No room for rhetoric
COVID vaccination is the most important task the SNP Government will ever perform. So it is incredibly depressing that ambitious targets are already slipping – or being ‘refined’, as the First Minister described it.
Euphemisms won’t wash: grand promises were made that haven’t been fulfilled on time, and ministers need to take responsibility.
At First Minister’s Questions yesterday, Nicola Sturgeon’s performance was a masterclass in blame-shifting and evasion.
Her argument that her intentions are good, and therefore that she should not be criticised for failure, was a risible gambit.
Lives are at stake – and yet we are falling behind the pace with a vaccination programme drowning in reams of red tape.
The target for getting the first dose to everyone over the age of 80 has been extended to the first week in February.
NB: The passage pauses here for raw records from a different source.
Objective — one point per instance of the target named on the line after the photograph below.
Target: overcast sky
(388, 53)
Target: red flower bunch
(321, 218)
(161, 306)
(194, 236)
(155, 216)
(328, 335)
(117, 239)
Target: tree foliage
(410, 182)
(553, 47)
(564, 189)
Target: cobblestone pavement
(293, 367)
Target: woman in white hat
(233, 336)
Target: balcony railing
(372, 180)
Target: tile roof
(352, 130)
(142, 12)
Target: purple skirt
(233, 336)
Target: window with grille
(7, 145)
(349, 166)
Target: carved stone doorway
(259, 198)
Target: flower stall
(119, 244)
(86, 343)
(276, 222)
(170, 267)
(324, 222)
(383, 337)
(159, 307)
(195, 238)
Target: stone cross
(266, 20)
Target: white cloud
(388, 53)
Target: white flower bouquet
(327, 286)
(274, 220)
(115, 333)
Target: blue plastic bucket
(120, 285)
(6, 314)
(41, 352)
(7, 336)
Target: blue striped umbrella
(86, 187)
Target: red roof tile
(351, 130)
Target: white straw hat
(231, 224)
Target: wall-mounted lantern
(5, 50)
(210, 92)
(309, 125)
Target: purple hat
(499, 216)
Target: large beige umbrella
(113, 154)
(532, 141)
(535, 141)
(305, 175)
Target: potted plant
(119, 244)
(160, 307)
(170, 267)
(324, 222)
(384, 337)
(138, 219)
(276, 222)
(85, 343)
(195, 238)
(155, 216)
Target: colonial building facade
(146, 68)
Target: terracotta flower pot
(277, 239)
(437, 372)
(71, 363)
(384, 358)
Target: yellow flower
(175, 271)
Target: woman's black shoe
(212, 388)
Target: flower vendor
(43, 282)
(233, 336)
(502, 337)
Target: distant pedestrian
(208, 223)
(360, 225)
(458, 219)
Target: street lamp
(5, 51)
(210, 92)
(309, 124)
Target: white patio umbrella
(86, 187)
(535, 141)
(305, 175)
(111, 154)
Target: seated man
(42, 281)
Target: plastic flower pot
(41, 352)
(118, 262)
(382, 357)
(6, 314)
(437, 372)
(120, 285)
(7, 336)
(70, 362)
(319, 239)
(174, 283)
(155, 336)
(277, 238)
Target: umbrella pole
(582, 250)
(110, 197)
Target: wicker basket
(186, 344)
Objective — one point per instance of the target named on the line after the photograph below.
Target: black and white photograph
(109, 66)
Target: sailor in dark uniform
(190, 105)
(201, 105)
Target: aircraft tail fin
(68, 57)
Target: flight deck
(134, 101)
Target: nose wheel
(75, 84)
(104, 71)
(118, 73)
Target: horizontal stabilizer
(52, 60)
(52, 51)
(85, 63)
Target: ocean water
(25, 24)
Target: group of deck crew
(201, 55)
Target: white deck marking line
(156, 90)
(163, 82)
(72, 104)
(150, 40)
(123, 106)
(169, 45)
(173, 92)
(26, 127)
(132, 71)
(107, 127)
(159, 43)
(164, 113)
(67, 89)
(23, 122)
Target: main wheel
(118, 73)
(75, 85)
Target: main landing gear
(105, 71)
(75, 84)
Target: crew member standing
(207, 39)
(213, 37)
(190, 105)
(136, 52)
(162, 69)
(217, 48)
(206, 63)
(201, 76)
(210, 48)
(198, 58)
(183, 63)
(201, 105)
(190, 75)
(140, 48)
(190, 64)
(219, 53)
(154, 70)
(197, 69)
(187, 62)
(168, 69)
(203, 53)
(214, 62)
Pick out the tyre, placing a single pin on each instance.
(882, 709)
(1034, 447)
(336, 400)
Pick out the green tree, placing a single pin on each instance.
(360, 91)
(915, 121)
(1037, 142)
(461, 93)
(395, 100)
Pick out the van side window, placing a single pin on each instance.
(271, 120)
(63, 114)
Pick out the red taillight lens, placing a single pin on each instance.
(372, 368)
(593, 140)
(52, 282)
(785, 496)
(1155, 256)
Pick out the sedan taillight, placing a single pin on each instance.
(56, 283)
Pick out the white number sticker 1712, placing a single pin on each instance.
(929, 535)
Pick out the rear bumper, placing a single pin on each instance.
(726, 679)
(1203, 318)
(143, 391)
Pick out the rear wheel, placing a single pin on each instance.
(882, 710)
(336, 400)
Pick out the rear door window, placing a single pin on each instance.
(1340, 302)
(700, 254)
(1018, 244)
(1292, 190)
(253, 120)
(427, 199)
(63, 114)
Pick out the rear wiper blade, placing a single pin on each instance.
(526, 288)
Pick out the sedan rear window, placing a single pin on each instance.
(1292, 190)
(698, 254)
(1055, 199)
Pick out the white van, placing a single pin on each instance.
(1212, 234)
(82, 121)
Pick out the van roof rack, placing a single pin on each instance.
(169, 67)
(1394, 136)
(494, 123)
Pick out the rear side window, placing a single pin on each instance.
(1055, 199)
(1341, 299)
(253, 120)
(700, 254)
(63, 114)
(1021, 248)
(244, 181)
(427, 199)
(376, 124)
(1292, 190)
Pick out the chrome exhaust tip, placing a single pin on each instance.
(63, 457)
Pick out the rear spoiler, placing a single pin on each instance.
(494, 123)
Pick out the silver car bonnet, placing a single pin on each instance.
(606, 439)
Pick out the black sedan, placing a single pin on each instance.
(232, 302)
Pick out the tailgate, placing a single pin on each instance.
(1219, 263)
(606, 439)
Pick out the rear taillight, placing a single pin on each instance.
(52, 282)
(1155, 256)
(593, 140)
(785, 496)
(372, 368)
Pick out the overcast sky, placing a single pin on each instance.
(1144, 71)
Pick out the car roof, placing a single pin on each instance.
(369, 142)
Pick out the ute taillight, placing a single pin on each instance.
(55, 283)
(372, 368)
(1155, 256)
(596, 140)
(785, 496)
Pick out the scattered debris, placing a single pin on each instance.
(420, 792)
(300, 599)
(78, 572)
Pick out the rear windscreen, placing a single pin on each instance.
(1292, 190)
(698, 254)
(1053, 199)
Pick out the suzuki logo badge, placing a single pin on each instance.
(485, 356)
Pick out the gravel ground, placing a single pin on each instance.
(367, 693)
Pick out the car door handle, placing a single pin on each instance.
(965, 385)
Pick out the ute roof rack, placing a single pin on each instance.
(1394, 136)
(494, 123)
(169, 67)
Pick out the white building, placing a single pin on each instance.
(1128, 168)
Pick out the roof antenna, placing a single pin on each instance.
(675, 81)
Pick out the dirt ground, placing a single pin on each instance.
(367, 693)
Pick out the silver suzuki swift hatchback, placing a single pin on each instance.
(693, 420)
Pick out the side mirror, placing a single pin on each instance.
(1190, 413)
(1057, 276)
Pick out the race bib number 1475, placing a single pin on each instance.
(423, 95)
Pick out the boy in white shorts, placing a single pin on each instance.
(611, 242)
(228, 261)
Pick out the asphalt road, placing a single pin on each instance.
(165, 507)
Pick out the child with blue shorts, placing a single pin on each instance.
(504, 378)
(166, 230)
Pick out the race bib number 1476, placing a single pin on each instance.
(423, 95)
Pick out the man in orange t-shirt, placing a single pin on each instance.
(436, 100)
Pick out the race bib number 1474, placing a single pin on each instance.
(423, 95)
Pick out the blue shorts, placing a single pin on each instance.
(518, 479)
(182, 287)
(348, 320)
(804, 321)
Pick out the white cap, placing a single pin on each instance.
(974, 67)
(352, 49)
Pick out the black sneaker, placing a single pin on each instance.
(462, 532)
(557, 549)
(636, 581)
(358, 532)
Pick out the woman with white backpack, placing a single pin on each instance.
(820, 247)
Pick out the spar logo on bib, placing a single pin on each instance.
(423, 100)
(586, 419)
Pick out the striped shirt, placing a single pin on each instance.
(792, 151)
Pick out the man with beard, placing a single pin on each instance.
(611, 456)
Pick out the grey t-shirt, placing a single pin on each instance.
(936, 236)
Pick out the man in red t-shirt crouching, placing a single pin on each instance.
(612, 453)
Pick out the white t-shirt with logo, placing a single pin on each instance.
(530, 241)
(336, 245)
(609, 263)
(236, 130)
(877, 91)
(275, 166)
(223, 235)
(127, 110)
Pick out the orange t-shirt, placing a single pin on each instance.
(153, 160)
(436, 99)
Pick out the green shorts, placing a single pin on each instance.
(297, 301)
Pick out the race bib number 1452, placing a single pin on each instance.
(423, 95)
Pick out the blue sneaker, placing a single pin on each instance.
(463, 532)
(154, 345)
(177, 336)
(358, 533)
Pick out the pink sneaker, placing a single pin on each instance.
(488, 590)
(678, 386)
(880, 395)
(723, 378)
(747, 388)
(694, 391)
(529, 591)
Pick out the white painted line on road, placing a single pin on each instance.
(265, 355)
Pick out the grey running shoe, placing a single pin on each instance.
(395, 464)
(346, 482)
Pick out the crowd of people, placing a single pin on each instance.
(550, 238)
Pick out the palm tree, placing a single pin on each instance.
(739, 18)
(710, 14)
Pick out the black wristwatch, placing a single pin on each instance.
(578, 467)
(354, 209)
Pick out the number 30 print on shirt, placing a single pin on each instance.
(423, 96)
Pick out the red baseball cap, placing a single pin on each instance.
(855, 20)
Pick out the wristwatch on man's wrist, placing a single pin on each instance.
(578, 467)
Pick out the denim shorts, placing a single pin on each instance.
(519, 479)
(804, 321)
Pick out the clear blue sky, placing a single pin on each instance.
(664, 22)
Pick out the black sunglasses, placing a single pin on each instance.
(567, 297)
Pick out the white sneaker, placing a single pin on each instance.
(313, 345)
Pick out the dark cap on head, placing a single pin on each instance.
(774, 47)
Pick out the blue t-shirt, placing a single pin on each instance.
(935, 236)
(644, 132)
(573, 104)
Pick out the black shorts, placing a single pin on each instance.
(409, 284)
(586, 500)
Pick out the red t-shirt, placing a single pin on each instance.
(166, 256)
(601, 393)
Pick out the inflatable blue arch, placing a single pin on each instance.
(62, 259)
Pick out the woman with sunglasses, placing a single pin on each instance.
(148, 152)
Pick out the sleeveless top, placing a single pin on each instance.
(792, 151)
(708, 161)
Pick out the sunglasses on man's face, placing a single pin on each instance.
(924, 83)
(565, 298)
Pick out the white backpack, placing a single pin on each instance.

And one in four GP surgeries have still not received confirmation of when they will receive the vaccine.
Some supplies may now need to be ‘held back’ in the coming weeks for people to receive the second dose.
And we learned that 717,000 doses have been made available to Scotland – while only 309,909 people have received their first inoculation. Precious stocks of the vaccine languish in storage – apparently because the SNP Government hasn’t yet requested their delivery.
Meanwhile, lockdown drags on, confining us to our homes, shutting schools to the vast majority of pupils – and placing a stranglehold on our broken economy.
The SNP’s modus operandi is relentless spin, denial and the liberal deployment of soundbites, designed to mask its many shortcomings. But spin doctors won’t be enough to fix the damage to public confidence if this incompetent government fails to live up to its rhetoric.